The left shift in C is the said logical shift, the right end is 0,
And the right shift is the arithmetic shift, and the left side is the highest bit of the symbol bit. (Some compilers may move to the right and the logical shift, but the same is true), where the right shift symbol bit is the subject.
Therefore, the negative shift to the left, it is possible to become positive, but negative to the right, positive or negative .
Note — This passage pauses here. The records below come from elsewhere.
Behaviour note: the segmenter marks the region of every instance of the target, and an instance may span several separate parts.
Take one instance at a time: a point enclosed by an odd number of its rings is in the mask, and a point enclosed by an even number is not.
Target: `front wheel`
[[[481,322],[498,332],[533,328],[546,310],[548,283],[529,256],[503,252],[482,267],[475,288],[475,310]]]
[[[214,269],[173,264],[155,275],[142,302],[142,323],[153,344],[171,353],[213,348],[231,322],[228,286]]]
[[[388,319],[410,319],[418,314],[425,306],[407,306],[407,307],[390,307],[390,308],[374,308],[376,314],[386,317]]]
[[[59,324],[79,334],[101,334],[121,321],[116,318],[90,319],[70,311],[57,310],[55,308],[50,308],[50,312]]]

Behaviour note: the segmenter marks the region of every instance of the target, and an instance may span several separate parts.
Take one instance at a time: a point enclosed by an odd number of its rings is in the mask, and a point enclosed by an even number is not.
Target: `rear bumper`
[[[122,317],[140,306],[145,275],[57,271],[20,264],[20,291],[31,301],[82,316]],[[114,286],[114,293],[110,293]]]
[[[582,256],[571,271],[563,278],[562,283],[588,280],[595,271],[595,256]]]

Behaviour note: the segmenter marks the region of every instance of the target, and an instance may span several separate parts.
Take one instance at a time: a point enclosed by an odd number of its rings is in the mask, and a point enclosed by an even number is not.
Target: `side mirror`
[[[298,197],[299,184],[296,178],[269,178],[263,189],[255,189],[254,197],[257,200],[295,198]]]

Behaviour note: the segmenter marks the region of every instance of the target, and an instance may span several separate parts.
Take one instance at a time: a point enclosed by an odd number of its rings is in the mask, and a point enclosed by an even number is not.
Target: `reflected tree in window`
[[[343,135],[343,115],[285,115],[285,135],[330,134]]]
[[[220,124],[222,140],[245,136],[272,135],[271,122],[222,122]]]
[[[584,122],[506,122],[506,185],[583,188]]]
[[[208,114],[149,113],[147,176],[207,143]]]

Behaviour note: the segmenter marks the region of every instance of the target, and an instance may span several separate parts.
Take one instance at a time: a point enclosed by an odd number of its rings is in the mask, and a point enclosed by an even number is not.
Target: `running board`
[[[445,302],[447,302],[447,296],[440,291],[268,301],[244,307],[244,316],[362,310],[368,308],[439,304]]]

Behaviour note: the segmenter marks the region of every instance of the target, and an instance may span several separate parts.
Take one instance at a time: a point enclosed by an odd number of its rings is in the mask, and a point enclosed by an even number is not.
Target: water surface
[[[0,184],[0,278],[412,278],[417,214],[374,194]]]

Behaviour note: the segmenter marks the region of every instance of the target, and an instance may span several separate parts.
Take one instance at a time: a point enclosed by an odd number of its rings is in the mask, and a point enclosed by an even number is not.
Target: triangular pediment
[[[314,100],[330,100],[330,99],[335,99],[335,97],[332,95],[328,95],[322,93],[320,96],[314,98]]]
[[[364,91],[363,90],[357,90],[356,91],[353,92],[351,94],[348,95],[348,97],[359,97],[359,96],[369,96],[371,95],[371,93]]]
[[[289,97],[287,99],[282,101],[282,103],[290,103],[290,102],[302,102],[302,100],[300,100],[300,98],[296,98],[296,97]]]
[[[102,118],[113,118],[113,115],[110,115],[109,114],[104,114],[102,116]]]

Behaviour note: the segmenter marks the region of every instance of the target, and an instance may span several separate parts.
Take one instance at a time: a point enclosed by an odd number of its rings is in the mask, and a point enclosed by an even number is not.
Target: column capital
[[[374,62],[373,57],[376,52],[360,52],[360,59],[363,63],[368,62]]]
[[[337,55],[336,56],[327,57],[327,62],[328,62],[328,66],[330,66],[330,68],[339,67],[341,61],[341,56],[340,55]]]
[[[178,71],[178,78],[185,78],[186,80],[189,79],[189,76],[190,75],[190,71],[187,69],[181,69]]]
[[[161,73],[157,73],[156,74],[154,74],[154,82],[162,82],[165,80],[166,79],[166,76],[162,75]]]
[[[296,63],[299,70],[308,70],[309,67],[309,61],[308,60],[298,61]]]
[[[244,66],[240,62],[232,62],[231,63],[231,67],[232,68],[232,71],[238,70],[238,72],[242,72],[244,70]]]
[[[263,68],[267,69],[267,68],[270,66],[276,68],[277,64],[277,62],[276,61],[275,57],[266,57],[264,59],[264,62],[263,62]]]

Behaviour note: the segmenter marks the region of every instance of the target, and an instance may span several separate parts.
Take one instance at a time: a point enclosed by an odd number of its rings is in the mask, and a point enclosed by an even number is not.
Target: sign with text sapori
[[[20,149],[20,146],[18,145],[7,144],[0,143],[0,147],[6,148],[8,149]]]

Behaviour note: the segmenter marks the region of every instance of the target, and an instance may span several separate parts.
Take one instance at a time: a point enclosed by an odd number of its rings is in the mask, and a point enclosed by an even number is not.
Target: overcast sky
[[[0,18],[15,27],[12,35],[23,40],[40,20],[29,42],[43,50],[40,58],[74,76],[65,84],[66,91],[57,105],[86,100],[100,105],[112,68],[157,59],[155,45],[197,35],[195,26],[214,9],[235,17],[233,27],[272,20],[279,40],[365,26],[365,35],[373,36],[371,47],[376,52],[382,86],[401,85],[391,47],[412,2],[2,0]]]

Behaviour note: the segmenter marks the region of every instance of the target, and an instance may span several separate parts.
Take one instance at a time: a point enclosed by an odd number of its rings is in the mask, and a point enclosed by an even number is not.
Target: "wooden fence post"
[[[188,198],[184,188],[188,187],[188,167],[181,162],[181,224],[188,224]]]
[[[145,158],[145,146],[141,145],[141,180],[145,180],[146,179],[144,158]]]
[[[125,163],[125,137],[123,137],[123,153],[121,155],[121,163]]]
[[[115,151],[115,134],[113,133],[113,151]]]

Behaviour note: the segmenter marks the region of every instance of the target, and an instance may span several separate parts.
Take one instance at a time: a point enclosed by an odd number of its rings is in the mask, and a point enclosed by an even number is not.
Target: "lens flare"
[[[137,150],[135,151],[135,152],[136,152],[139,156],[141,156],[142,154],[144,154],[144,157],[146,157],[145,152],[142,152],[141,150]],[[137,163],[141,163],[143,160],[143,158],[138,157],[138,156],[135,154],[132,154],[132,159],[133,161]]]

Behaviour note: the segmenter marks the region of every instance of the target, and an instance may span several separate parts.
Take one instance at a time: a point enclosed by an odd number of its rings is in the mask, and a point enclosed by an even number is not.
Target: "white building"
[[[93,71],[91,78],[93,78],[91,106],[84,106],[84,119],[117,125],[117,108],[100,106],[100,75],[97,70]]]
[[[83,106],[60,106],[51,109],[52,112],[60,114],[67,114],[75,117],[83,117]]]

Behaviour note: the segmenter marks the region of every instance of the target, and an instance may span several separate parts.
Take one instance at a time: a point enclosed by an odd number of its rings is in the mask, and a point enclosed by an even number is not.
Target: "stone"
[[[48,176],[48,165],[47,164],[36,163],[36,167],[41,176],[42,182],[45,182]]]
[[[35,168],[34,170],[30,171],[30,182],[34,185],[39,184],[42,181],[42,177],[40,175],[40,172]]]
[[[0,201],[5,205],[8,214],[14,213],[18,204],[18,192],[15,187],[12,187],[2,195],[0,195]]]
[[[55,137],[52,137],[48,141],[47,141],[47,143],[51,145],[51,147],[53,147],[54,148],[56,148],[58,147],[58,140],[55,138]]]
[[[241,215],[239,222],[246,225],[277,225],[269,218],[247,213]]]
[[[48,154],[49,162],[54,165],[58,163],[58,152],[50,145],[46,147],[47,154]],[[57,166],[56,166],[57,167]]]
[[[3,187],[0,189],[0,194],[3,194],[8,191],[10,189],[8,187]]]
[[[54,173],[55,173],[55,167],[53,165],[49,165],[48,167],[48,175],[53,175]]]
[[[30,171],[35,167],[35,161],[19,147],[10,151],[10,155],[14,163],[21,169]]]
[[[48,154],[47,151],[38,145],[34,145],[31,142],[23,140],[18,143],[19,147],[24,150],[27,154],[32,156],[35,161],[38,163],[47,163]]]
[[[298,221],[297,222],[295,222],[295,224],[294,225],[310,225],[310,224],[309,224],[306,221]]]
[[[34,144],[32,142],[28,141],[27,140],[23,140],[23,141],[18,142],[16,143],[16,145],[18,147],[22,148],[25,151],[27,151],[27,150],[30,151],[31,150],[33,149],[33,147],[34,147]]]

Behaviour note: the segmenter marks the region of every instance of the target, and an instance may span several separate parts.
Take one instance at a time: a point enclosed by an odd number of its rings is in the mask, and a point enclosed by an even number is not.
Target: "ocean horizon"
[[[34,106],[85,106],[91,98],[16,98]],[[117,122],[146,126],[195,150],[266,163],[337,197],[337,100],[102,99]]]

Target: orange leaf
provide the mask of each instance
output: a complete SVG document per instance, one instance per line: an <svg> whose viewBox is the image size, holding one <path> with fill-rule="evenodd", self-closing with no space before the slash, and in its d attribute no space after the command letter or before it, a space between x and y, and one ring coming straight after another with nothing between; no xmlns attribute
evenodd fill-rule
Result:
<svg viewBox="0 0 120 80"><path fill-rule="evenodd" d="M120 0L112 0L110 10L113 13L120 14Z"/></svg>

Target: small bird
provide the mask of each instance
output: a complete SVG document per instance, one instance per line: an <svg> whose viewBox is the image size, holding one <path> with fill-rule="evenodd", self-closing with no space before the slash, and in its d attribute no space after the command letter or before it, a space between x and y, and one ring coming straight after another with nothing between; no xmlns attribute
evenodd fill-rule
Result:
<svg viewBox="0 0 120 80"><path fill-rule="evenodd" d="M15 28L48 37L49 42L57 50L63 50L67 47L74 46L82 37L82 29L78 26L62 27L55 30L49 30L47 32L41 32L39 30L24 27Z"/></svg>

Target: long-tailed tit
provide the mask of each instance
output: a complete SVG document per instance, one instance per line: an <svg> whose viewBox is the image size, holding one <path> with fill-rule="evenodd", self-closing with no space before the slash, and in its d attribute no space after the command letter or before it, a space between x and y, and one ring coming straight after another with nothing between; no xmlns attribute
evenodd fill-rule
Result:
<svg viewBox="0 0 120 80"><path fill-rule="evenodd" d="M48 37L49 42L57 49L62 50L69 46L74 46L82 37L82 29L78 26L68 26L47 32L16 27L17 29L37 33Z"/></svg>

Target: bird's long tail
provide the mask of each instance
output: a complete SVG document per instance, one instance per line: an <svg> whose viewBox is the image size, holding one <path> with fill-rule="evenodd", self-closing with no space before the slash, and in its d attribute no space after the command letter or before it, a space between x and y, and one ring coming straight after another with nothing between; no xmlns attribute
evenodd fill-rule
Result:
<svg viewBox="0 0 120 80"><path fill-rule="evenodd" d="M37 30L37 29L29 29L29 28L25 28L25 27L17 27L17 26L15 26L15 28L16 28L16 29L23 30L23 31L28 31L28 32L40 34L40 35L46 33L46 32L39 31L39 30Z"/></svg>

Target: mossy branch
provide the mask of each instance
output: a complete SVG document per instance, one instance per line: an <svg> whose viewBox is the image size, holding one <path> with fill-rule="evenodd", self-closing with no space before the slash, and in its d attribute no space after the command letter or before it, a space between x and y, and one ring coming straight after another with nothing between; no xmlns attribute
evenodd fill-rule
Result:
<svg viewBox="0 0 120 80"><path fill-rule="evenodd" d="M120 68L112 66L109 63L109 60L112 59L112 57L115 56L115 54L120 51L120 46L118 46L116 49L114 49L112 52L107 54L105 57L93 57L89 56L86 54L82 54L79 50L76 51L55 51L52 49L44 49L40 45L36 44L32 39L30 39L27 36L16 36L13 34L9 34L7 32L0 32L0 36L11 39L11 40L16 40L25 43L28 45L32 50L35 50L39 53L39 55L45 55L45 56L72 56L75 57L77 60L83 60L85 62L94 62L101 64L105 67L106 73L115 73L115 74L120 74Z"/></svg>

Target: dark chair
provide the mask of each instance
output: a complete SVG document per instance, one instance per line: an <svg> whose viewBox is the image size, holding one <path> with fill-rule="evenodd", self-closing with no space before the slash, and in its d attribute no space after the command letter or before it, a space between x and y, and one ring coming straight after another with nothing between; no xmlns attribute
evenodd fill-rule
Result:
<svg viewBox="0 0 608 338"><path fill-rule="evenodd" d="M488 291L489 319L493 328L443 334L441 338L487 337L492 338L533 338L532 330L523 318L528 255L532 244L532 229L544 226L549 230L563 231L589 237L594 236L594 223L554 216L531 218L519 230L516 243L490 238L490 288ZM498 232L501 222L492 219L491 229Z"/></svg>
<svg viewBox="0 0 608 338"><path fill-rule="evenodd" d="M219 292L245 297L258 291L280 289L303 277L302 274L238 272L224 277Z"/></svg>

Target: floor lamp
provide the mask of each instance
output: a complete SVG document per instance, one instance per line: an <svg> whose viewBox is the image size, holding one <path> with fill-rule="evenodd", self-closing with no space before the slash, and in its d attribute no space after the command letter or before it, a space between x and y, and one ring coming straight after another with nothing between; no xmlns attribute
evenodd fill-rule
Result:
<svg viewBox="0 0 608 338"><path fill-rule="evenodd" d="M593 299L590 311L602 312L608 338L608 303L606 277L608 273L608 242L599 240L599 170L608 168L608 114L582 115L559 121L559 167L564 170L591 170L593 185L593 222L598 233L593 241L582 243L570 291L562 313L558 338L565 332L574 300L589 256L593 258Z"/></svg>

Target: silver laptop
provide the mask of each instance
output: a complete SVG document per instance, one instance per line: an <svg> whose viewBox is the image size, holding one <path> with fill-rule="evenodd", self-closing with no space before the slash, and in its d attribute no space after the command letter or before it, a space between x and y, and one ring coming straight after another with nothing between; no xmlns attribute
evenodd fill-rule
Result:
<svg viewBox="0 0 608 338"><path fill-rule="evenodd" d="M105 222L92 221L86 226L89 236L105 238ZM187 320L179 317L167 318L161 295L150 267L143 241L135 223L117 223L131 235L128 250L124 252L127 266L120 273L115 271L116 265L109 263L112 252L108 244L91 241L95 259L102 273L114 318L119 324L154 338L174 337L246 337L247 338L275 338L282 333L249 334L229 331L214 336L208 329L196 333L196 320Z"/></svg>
/********************************************************************** * Yiwei.cpp *compiler:gcc,vs,vc6.0 Win32 * AUTHOR:WK * Last Update:sun March 10:21:44 AM CST ************************************************************** /#include <stdio.h>int main (int argc, char **argv) {int i = -9,j=9; printf ("-9 storage form:%d%x\n", I, I); printf ("9 storage form:%d%x\n", J, J); int i1 = i >> 3;int i2=i<<3; printf ("9 Right Shift 3 bits:%d%x\n", I1, I1); printf ("9 shift left 3 bits:%d%x\n", I2, i2); int j1=j >> 3; int j2=j<<3; printf ("9 Right Shift 3 bits:%d%x\n", J1, J1); printf ("9 shift left 3 bits:%d%x\n", J2, J2); int i3 = i >> 33;int i4=i<<33; printf ("9 right Shift 33 bits:%d%x\n", i3, i3); printf ("9 shift left 33 bits:%d%x\n", I4, I4); int j3=j >> 33; int j4=j<<33; printf ("9 right Shift 33 bits:%d%x\n", J3, J3); printf ("9 shift left 33 bits:%d%x\n", J4, J4); int i5 = i >> -3;int i6=i<<-3; printf ("9 Right Shift-3 bits:%d%x\n", i5, i5); printf ("-9 left Shift-3 bits:%d%x\n", I6, I6); int j5=j >>-3; int j6=j<<-3; printf ("9 Right Shift-3 bits:%d%x\n", J5, J5); printf ("9 left Shift-3 bits:%d%x\n", J6, J6); int i7 = i >> -33;int i8=i<<-33; printf ("9 right Shift-33 bits:%d%x\n", i7, i7); printf ("9 left Shift-33 bits:%d%x\n", i8, i8); int j7=j >>-33; int j8=j<<-33; printf ("9 right Shift-33 bits:%d%x\n", J7, J7); printf ("9 left Shift-33 bits:%d%x\n", J8, J8); return 0;}
The operating result is:
First of all, the extreme numbers I gave here have moved 33-bit and-33 in the case of int with only 32 bits, and I didn't give move 3,000-bit move-3,000 bit or more, because I think this move 33-bit and-33 bits are enough to represent this situation , We'll analyze the cause of the results.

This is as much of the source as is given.